Times Classic Takes New Films at Face Value

Speaking of The Times, the paper's Movies section entered a particularly successful holiday weekend with a range of stories I really could not get enough of. Sure, there was the week's default "Christians and movies" piece (the latest in an unofficial series, this one evidently counters the "scientists and movies" piece from a few months back), and Larry David was too cute by half in tweaking the homo-hype around Brokeback Mountain. But when it comes to pointing out wayward typefaces in contemporary cinema, nobody--and I mean nobody--gets over on the Gray Lady.
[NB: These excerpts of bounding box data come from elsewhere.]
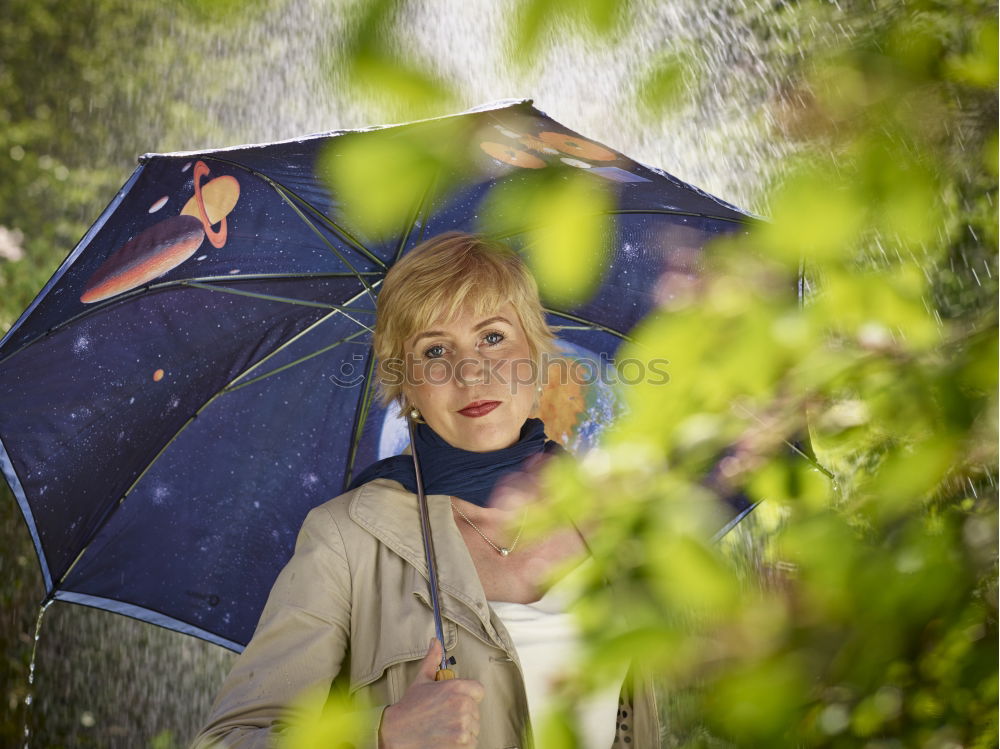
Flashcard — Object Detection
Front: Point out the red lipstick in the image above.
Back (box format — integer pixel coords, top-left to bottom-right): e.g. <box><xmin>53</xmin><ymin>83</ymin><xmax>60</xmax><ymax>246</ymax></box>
<box><xmin>459</xmin><ymin>401</ymin><xmax>500</xmax><ymax>418</ymax></box>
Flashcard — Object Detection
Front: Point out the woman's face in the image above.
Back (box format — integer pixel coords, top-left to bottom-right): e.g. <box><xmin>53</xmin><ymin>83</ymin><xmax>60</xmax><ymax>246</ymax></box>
<box><xmin>403</xmin><ymin>303</ymin><xmax>535</xmax><ymax>452</ymax></box>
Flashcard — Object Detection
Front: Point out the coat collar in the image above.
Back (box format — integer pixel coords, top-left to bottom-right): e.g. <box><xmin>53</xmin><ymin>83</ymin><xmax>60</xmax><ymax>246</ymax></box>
<box><xmin>348</xmin><ymin>479</ymin><xmax>495</xmax><ymax>636</ymax></box>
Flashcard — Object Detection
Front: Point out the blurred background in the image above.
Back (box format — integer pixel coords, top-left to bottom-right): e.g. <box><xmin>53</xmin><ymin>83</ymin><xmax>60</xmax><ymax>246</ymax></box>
<box><xmin>0</xmin><ymin>0</ymin><xmax>997</xmax><ymax>749</ymax></box>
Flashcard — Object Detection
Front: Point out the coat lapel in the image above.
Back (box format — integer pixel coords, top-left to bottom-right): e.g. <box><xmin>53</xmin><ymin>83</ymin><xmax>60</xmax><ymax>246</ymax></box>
<box><xmin>348</xmin><ymin>479</ymin><xmax>503</xmax><ymax>647</ymax></box>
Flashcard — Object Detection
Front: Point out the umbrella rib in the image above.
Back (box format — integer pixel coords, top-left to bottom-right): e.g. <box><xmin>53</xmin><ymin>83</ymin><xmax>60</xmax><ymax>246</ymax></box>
<box><xmin>220</xmin><ymin>284</ymin><xmax>378</xmax><ymax>392</ymax></box>
<box><xmin>268</xmin><ymin>190</ymin><xmax>385</xmax><ymax>302</ymax></box>
<box><xmin>545</xmin><ymin>307</ymin><xmax>632</xmax><ymax>342</ymax></box>
<box><xmin>492</xmin><ymin>208</ymin><xmax>754</xmax><ymax>239</ymax></box>
<box><xmin>221</xmin><ymin>330</ymin><xmax>365</xmax><ymax>393</ymax></box>
<box><xmin>603</xmin><ymin>208</ymin><xmax>755</xmax><ymax>225</ymax></box>
<box><xmin>182</xmin><ymin>281</ymin><xmax>375</xmax><ymax>320</ymax></box>
<box><xmin>204</xmin><ymin>156</ymin><xmax>386</xmax><ymax>268</ymax></box>
<box><xmin>344</xmin><ymin>352</ymin><xmax>375</xmax><ymax>491</ymax></box>
<box><xmin>0</xmin><ymin>272</ymin><xmax>382</xmax><ymax>366</ymax></box>
<box><xmin>52</xmin><ymin>294</ymin><xmax>376</xmax><ymax>590</ymax></box>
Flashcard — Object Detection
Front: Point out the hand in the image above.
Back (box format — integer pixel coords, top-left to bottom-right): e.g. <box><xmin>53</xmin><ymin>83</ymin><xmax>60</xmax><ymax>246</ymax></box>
<box><xmin>379</xmin><ymin>639</ymin><xmax>485</xmax><ymax>749</ymax></box>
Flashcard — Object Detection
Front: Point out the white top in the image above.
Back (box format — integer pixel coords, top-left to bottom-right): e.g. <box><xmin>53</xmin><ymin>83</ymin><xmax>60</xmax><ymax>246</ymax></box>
<box><xmin>488</xmin><ymin>560</ymin><xmax>625</xmax><ymax>749</ymax></box>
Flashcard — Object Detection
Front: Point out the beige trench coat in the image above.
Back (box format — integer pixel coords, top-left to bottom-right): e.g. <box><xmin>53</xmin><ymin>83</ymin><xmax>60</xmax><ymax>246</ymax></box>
<box><xmin>192</xmin><ymin>479</ymin><xmax>659</xmax><ymax>749</ymax></box>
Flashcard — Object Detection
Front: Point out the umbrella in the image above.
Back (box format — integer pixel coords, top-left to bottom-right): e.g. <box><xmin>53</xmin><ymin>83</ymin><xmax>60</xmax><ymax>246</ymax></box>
<box><xmin>0</xmin><ymin>101</ymin><xmax>750</xmax><ymax>651</ymax></box>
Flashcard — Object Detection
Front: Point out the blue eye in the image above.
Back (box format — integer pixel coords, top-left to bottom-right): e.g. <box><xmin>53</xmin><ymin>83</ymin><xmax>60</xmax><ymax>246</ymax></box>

Or at least nobody gets over on reporter Peter Edidin:

Mark Simonson, a type designer in St. Paul, Minn., maintains a Web site (www.ms-studio.com/typecasting.html) that exposes cinematic typographical inaccuracies to the withering light of day. Take the 2000 film Chocolat. Though the film takes place in 1950's France, in a close-up shot of a public notice, the headline is set in ITC Benguiat, which he said made its debut in 1978 and was popular mainly in the 80's. "I almost laughed," Mr. Simonson writes.
Then there is L.A. Confidential, set in 1950's Los Angeles. It was "tightly written, well acted, beautifully filmed," Mr. Simonson writes, "but pretty mediocre in its use of type."
Worse than any of these, to (designer Michael) Bierut, is Titanic. The dials on the pressure gauges, he said, are in Helvetica, though the ship went down in 1912. "To me, that's like taking out a Palm Pilot on the deck of the Titanic," he said.

Fascinating. There is nothing quite like setting the story bar so impassably high on New Year's Day. Caryn James must be preparing her resignation as we speak.